Space and the Shape of Things to Come

View from North America

Dear Members

I started to write this missive just a few days before our presidential election here in the US: Donald Trump versus Kamala Harris. As you’ll have seen “writ large”, Mr Trump won.

With Mr Trump once again in the driving seat, it will be interesting to see if there will be any renewed interest in Critical Minerals.

 In October 2019 (the third year of Mr Trump’s last administration), I had the honour of presenting on “Critical Minerals and the U.S.” to a group from The Association of German Metal Traders and Recyclers—Verband Deutscher Metallhändler e.V. (founded way back in 1907)—in Dusseldorf.

Wherever you may lie on the political spectrum, I think one would have to admit that Mr Trump, or at least his administration, actually “got it” about critical minerals. On December 17, 2017 the USGS finally published its Professional Paper 1802: Critical Mineral Resources of the United States—Economic and Environmental Geology and Prospects for Future Supply  which presented updated reviews of 23 mineral commodities and commodity groups viewed as critical to a broad range of existing and emerging technologies, renewable energy and national security.

The next day Mr Trump issued his Presidential Executive Order 13817: A Federal Strategy To Ensure Secure and Reliable Supplies of Critical Minerals. Not least, this included (at last) a definition of a “critical mineral”. A critical mineral was a mineral identified by the then Secretary of the Interior … to be (i) a non-fuel mineral or mineral material essential to the economic and national security of the United States, (ii) the supply chain of which is vulnerable to disruption, and (iii) that serves an essential function in the manufacturing of a product, the absence of which would have significant consequences for our economy or our national security.

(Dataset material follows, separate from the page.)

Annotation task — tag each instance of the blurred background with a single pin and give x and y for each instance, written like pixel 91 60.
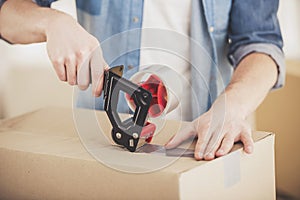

And, then, on May 18 the following year, the US Department of Interior published its Finalized of List of “Critical Mineral Commodities”. Whilst this list was the same as the USGS’ original draft list of 35 commodities, it is interesting to note that the list, although “final,” was not intended as a permanent designation of criticality and was seen as “a dynamic list updated periodically to represent current data on supply, demand, and concentration of production, as well as current policy priorities.”

It will be interesting to see what, if any, updates may be forthcoming, especially in relation to defence.

Before continuing to this year’s theme of space and looking at satellites (of which, as at 4^th May this year, I gathered there were some 9,900 active in orbits around the earth—excluding, I am sure, various spy satellites¹), I should like to provide an update on the Minerals Security Partnership.

 

Minerals Security Partnership

Back in February last year, I wrote about establishment—in June 2022—of the Minerals Security Partnership (“MSP”) (See The Crucible, Friend-Shoring? Yes, Friend-Shoring! 12^th February, 2023). The partnership was described by the US Department of State as ‘an ambitious new initiative to bolster critical mineral supply chains.’ ²

Unlike the apparently ill-fated Energy Resource Governance Initiative (“ERGI”), launched in mid-June 2019 with founder members including Argentina, Brazil, Democratic Republic of the Congo, Namibia, the Philippines, the Holy See and Zambia, the MSP appears not only actually to be successfully pursuing its mission, but also going from strength to strength. If nothing else, as I mentioned back then, the partners alone provided “substance” to the partnership. They included then Australia, Canada, Finland, France, Germany, Japan, Italy, the Republic of Korea, Norway, Sweden, the UK, the US and the European Union. Estonia has now joined its ranks.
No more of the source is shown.